Ihre ersten Erfolge erzielte sie in Woody Allens frühen Komödien: „Die letzte Nacht des Boris Gruschenko“, „Der Schläfer“. Sie war genau der Widerpart, den der jüdische Neurotiker brauchte, und das wusste sie auch. Nicht auszudenken, was passiert wäre, wenn Diane Keaton nicht durch Mia Farrow verdrängt, sondern weiter an Allens Seite geblieben wäre.
Dass sie aber auch anders als komisch sein konnte, bewies sie nach dem Durchbruch in „Annie Hall“ mit „Auf der Suche nach Mr. Goodbar“. Diane Keaton spielt in diesem Kriminalfilm eine Lehrerin für Gehörlose aus streng katholischem Elternhaus, die in einer Bar Männer aufreißt und am Schluss in eine tödliche Falle gerät. Eine ungemein intensive Rolle – natürlich hätte Keaton auch dafür einen Oscar verdient! Aber offenbar waren die Herrschaften in Hollywood von ihrer herausragenden Leistung zu verstört.
Geboren wurde sie 1946 in Kalifornien; die Mutter Hausfrau, der Vater Bauingenieur. Als junge Erwachsene kam Diane Keaton nach New York, um Schauspielerin zu werden. Sie spielte am Broadway in dem Musical „Hair“ mit, dann bewarb sie sich um eine Rolle in Woody Allens „Spiel’s noch einmal, Sam“ – damals noch kein Film, sondern ein Broadway-Stück. Beinahe wäre sie nicht genommen worden, weil sie den kleinen Hauptdarsteller um fünf Zentimeter überragte, aber dann bekam sie die Rolle doch.

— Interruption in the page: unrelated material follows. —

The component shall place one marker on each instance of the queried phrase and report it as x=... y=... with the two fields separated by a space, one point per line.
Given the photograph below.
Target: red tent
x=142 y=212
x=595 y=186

Ihr Wiedererkennungswert war spätestens seit „Annie Hall“ hoch: Keaton trug auch privat gern Männersackos und Hosen, war groß und dünn und setzte sich gern Hüte auf den Kopf – bevorzugt Filzhüte mit weiter Krempe. Für ihre Generation hatte sie etwa dieselbe Bedeutung wie Katharine Hepburn für die Generation davor: Diane Keaton war eine intelligente Komödiantin, die auch sehr ernst sein konnte und nie viel von sich hermachen musste, weil sie eben sehr viel konnte.
Als sie die 50 schon weit überschritten hatte, überraschte sie das Publikum, als sie an der Seite von – ausgerechnet – Jack Nicholson in einer romantischen Komödie spielte: „Something’s Gotta Give“. Auf Deutsch trägt der Film von 2003 leider den etwas seelenschmusigen Titel „Was das Herz begehrt“. Diane Keaton spielt darin eine alternde Dramatikerin, die sich in einen alten Macho verknallt, der eigentlich nur auf junge Frauen steht.
Mit ihrer Liebe gelingt es, den Kerl in einen Menschen zu verwandeln. Unmöglich, davon nicht ergriffen zu sein. Unmöglich, dabei nicht laut loszulachen. Am Samstag ist die unvergleichliche Diane Keaton im Alter von 79 Jahren gestorben.